Divertenti e gradevoli sono le scene in cui ci vengono svelati gli espedienti utilizzati durante le riprese, dando a noi spettatori i mezzi per comprendere i trucchi che contribuiscono a creare la finzione cinematografica: dalla candela che illumina il viso di chi la regge poiché al suo interno si trova una lampadina, alle numerose riprese della scena in cui il gattino beve il latte, passando per la macchina della pioggia, i binari su cui corre la telecamera, le controfigure, la camera da letto ricostruita (che in realtà non è altro che una cornice con una finestra e delle tende), la finta neve e così via. I segreti della messa in scena vengono svelati con zoom in o zoom out e, così come chi lavora dietro alle telecamere, anche noi veniamo a conoscenza di questi stratagemmi.
Lo stesso Truffaut, con Effetto notte, decide di confidarsi con noi. I ricorrenti sogni che fa il regista Ferrand raccontano la sua infinita passione – e ossessione – per la settima arte, tra le insegne luminose dei cinema e un ricordo giovanile in cui il piccolo Ferrand/François ruba le cartoline di Quarto Potere. Inoltre, due battute emblematiche spiegano con sagacia e acutezza il mondo del cinema vissuto da chi ci lavora: la segretaria di edizione Joëlle (Nathalie Baye), dopo l’ennesima rinuncia ad una serata con amici per continuare a lavorare sul film, afferma: «Io per un film potrei piantare un uomo, ma per un uomo non pianterei mai un film!» Ancora più esemplificativa la battuta pronunciata dallo stesso Ferrand: «La lavorazione di un film somiglia al percorso di una diligenza nel Far West: all’inizio uno spera di fare un bel viaggio, poi comincia a domandarsi se arriverà a destinazione.» O ancora, la scena in cui si vedono le riviste su Lubitsch, Bergman, il collega Godard e gli altri maestri raccontano di un film sul cinema ma soprattutto dall’anima profondamente cinefila, come quella di Truffaut.

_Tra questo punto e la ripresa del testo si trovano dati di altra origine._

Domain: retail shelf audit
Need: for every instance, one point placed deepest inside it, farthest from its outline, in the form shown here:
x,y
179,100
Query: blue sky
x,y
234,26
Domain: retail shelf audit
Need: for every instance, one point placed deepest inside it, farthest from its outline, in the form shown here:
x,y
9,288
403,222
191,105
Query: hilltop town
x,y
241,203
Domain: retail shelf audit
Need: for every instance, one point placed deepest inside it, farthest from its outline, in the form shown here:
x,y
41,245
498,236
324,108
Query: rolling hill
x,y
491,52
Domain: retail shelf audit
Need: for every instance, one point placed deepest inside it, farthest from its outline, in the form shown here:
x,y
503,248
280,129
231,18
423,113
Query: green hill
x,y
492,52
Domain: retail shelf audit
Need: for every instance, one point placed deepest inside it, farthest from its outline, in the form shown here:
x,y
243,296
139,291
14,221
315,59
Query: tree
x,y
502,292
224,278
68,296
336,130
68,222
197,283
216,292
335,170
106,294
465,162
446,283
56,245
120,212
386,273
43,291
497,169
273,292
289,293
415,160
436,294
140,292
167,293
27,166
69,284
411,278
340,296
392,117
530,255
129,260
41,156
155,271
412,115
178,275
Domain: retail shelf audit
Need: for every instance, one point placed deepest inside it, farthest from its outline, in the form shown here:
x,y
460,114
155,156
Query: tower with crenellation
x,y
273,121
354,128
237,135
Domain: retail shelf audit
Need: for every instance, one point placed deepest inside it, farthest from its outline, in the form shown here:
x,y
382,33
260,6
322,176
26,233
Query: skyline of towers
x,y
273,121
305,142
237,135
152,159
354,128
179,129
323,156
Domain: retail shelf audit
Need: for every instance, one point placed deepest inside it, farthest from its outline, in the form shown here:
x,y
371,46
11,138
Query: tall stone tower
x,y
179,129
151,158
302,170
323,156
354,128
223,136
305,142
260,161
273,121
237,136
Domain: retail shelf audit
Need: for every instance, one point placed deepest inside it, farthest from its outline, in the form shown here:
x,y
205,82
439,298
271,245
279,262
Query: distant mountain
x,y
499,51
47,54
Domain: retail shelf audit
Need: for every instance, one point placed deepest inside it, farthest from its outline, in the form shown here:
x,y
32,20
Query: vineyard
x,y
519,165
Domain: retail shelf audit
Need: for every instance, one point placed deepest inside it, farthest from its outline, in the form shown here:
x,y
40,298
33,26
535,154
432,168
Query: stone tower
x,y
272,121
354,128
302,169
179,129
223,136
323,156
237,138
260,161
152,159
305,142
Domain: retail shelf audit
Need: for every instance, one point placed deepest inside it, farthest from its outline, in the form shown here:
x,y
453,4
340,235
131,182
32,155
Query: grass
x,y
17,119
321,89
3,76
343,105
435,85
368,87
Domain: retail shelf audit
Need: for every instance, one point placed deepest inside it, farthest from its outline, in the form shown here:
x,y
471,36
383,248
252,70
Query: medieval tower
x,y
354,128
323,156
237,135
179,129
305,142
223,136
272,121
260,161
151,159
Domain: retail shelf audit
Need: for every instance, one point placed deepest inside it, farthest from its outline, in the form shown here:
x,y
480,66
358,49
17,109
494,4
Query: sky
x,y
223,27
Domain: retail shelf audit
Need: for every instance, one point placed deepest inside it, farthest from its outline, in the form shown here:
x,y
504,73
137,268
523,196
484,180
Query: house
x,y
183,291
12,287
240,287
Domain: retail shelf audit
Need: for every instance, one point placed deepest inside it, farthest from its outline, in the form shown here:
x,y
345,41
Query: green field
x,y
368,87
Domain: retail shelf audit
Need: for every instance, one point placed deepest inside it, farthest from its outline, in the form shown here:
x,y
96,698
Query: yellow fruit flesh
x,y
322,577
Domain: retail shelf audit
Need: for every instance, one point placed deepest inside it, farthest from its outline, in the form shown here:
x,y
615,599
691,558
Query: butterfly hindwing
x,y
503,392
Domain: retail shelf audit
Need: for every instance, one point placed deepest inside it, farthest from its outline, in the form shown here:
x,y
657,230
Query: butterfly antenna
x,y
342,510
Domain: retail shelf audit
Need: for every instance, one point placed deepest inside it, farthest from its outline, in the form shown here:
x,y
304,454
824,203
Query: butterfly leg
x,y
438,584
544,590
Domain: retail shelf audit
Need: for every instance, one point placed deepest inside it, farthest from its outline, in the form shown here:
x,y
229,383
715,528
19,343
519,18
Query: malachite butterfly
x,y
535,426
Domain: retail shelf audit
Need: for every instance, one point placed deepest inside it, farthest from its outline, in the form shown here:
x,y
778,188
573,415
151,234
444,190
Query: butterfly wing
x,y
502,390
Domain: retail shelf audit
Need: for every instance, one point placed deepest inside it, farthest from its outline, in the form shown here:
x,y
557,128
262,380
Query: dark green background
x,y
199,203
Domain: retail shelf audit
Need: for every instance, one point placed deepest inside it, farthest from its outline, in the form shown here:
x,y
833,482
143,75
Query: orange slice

Effetto notte, dunque, ci fa accomodare dall’altro lato della telecamera, rendendoci parte della troupe. Truffaut ci invita a guardare dentro l’obiettivo e a puntare il nostro sguardo sugli artifici piuttosto che sul risultato finale, che li occulta. Senza mai scivolare nel citazionismo spettacolare e fine a se stesso, è come se il regista francese ci lanciasse una sfida lunga due ore: lavorare con lui, metterci al suo fianco e nei suoi panni dietro le quinte, per vivere, una volta tanto, l’esperienza di chi i film li crea e non di chi li guarda.